自分もいつかはそうなり、そしてかつての自分のような『子供』へと食べ物をあげるような、優しい大人になるのだ。
――食いしん坊のちびっこ妖怪の思考とはかくも子供っぽいものなのである。
「じゃあ、具体的にどうしよっか?」
「頑張る」
「わかりやすい」
「でしょう?」
「けど、胸の大きい人って肩こりになるって聞くよ?」
「運動が足りないのだと思う」
「そっかー」
「さとりさんは大変そう」
「お姉ちゃんは肩こりに加えて、最近、腰痛もあるって言ってた」
「大変そう」
「うん、大変。永遠亭に通うかどこかのマッサージに通うかって言ってた。
あ、そうだ! うちの温泉でマッサージサービスって流行るかな!?」
「誰がするの?」
「誰だろう」
「それくらい考えてから発言したら」
「それもそうだね」
などととりとめのない話をしながら、しかし、とりあえずの結論が出ようとしていた時である。
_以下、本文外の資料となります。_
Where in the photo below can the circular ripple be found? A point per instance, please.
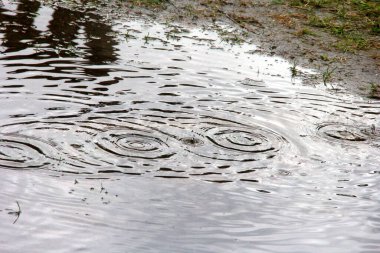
(134, 143)
(22, 152)
(240, 143)
(347, 133)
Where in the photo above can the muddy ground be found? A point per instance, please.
(267, 25)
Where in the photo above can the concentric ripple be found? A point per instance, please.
(134, 143)
(22, 152)
(233, 143)
(347, 133)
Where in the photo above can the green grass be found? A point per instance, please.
(354, 23)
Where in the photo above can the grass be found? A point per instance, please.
(374, 90)
(327, 75)
(354, 23)
(293, 70)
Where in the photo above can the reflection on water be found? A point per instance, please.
(118, 129)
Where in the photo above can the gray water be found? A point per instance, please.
(139, 136)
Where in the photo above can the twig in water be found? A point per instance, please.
(17, 213)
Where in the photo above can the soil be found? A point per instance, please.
(269, 27)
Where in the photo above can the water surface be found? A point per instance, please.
(138, 136)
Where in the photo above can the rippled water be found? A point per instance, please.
(151, 137)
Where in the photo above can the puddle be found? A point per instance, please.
(158, 137)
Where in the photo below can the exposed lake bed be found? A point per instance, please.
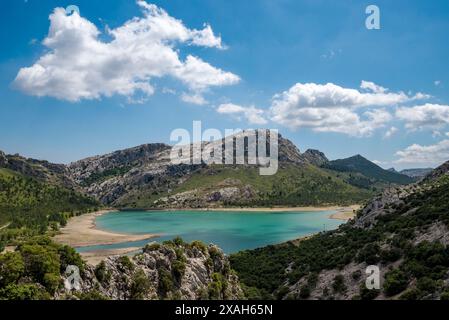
(106, 233)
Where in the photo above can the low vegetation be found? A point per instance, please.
(416, 269)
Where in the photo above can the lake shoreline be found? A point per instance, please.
(82, 231)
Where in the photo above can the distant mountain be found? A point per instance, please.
(417, 173)
(144, 177)
(361, 165)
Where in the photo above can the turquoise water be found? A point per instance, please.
(232, 231)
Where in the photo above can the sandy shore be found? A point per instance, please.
(270, 209)
(82, 232)
(95, 257)
(345, 214)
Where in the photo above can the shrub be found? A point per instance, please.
(215, 287)
(165, 282)
(52, 282)
(395, 282)
(125, 264)
(94, 295)
(140, 286)
(179, 268)
(367, 294)
(199, 245)
(69, 256)
(356, 275)
(426, 284)
(304, 292)
(154, 246)
(339, 284)
(101, 272)
(411, 294)
(24, 292)
(12, 267)
(178, 241)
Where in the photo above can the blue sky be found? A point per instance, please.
(292, 65)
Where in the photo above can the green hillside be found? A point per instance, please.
(26, 202)
(368, 170)
(416, 269)
(293, 185)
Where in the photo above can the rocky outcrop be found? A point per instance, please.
(417, 173)
(315, 157)
(3, 160)
(174, 270)
(38, 169)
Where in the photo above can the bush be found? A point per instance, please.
(395, 282)
(179, 268)
(101, 272)
(12, 267)
(367, 294)
(69, 256)
(215, 287)
(93, 295)
(304, 292)
(165, 282)
(426, 284)
(140, 286)
(24, 292)
(152, 247)
(125, 264)
(40, 260)
(178, 241)
(411, 294)
(52, 282)
(339, 284)
(199, 245)
(356, 275)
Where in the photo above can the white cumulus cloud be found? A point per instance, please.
(431, 116)
(431, 155)
(80, 65)
(390, 132)
(252, 114)
(332, 108)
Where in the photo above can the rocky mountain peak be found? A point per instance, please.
(315, 157)
(438, 172)
(3, 159)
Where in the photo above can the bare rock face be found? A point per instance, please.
(174, 270)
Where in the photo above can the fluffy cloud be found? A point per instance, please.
(79, 65)
(252, 114)
(425, 155)
(432, 116)
(390, 132)
(331, 108)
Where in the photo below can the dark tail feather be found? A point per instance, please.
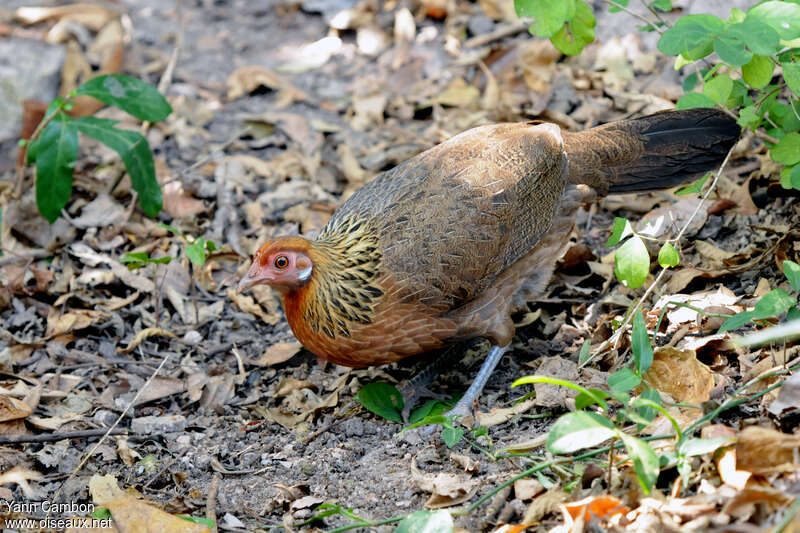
(654, 152)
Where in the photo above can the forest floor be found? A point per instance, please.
(281, 110)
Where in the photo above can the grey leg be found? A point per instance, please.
(464, 405)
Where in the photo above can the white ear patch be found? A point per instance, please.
(305, 273)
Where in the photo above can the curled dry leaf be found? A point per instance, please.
(21, 477)
(788, 400)
(144, 335)
(93, 16)
(130, 513)
(58, 324)
(527, 488)
(446, 489)
(247, 79)
(12, 408)
(725, 458)
(681, 375)
(466, 462)
(178, 203)
(278, 353)
(459, 94)
(248, 305)
(584, 510)
(767, 451)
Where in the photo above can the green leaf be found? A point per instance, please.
(429, 408)
(647, 412)
(452, 435)
(760, 38)
(668, 256)
(783, 17)
(692, 36)
(758, 72)
(645, 461)
(577, 32)
(585, 352)
(690, 82)
(640, 344)
(202, 520)
(615, 9)
(791, 73)
(748, 118)
(196, 252)
(787, 151)
(583, 400)
(426, 522)
(132, 147)
(579, 430)
(622, 228)
(694, 447)
(56, 152)
(730, 48)
(774, 303)
(550, 15)
(663, 5)
(382, 399)
(623, 380)
(792, 272)
(736, 321)
(719, 88)
(692, 100)
(632, 262)
(129, 94)
(694, 188)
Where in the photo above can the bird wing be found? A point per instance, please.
(452, 218)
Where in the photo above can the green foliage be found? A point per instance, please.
(382, 399)
(731, 64)
(197, 249)
(774, 304)
(54, 148)
(569, 24)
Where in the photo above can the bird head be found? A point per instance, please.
(283, 263)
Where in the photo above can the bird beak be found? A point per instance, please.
(250, 279)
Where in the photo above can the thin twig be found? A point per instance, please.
(110, 429)
(505, 31)
(211, 500)
(53, 437)
(614, 339)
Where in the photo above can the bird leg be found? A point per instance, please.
(418, 386)
(464, 405)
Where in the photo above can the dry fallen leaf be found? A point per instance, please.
(144, 335)
(446, 489)
(592, 507)
(681, 375)
(278, 353)
(12, 408)
(500, 415)
(21, 477)
(92, 16)
(767, 451)
(58, 324)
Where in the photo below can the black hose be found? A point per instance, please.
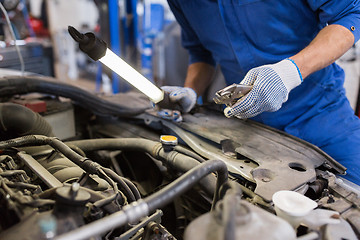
(178, 161)
(187, 181)
(27, 84)
(17, 120)
(142, 208)
(189, 153)
(122, 185)
(83, 162)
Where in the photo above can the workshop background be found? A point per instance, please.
(143, 32)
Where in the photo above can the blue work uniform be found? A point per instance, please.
(242, 34)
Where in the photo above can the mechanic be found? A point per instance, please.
(286, 51)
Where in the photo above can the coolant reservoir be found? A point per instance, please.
(247, 222)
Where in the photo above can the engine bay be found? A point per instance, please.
(96, 167)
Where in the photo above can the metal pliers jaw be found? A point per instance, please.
(231, 94)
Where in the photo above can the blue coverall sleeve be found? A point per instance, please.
(190, 41)
(341, 12)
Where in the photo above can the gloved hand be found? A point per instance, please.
(271, 86)
(183, 98)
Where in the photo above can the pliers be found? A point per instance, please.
(231, 94)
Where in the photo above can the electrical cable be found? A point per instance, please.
(13, 36)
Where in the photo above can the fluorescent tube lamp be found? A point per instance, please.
(97, 50)
(124, 70)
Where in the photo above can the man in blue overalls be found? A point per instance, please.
(286, 50)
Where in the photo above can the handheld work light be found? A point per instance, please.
(97, 49)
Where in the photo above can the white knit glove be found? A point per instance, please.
(271, 87)
(184, 100)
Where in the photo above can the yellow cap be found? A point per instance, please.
(168, 140)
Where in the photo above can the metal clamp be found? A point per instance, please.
(231, 94)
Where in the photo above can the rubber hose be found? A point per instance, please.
(17, 120)
(142, 208)
(174, 159)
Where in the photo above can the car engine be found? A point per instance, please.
(107, 167)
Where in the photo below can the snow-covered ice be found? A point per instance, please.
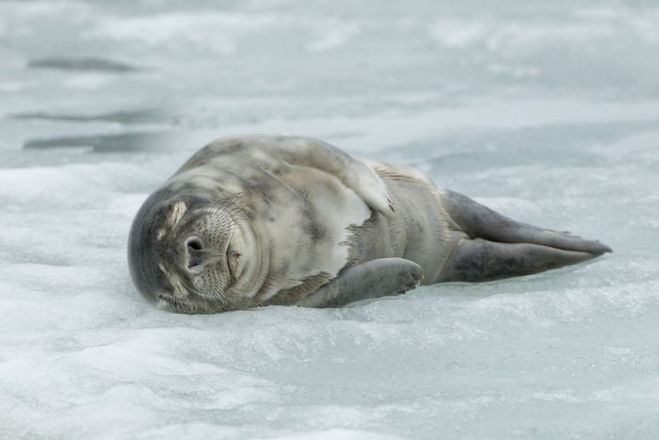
(546, 111)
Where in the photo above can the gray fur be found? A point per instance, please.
(372, 279)
(257, 220)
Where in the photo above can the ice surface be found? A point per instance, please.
(546, 111)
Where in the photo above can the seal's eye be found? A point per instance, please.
(194, 243)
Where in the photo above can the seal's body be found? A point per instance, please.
(261, 220)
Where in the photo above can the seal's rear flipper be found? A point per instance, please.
(499, 247)
(482, 260)
(372, 279)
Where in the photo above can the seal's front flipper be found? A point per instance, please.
(492, 246)
(373, 279)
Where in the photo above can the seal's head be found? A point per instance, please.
(191, 255)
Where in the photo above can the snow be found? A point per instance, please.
(546, 111)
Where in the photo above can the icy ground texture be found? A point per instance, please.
(547, 111)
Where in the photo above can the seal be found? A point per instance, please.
(259, 220)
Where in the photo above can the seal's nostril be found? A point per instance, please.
(194, 244)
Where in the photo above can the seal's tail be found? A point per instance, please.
(499, 247)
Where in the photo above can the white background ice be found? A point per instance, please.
(546, 111)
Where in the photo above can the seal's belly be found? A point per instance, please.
(309, 216)
(419, 231)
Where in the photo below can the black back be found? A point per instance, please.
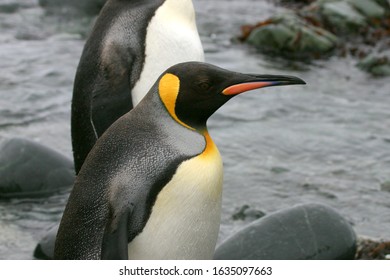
(110, 65)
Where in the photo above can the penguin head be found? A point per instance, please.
(192, 91)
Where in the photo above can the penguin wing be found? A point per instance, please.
(132, 201)
(115, 242)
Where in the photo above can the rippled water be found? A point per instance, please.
(325, 142)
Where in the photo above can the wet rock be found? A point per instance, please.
(45, 248)
(28, 169)
(279, 170)
(385, 186)
(369, 249)
(342, 16)
(308, 231)
(91, 7)
(247, 213)
(289, 35)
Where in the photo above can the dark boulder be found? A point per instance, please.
(304, 232)
(29, 169)
(45, 248)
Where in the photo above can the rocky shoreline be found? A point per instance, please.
(317, 29)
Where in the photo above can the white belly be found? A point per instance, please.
(172, 37)
(185, 219)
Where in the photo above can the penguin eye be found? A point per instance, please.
(204, 86)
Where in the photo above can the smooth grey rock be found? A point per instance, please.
(304, 232)
(91, 7)
(29, 169)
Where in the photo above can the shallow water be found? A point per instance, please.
(326, 142)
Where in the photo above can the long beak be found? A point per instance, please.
(260, 81)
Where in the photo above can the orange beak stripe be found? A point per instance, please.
(239, 88)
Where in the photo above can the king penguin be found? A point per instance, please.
(151, 187)
(131, 44)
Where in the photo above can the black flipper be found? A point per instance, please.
(115, 239)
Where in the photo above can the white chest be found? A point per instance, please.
(185, 219)
(172, 37)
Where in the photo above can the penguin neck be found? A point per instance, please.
(182, 8)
「あ、こころちゃんとこいしちゃんだ。そこで何してるの? 遊んでるの? わたしも混ぜてー」
無邪気な声を弾ませて、やってくる一人のちびっこ妖怪がいる。
二人の視線はそちらに向き、
「ねぇ、こころちゃん」
「何かしら」
「こころちゃんの理論と結論って間違ってると思う」
「奇遇ね、古明地こいし。
今、わたしもそう思ってた」
「え? なになに?」
「小傘。あなたはわたしの研究を振り出しに戻した」
「……え? 研究?」
「こころちゃんは大変だねー」
なんだかよくわからない会話に、やってきた唐傘少女が首を傾げる。
『胸が大きい人は、大人で優しい人』。
その、こころの結論にそぐわない『大人ではないけど優しい少女』の胸元にこころの視線が注がれていたという。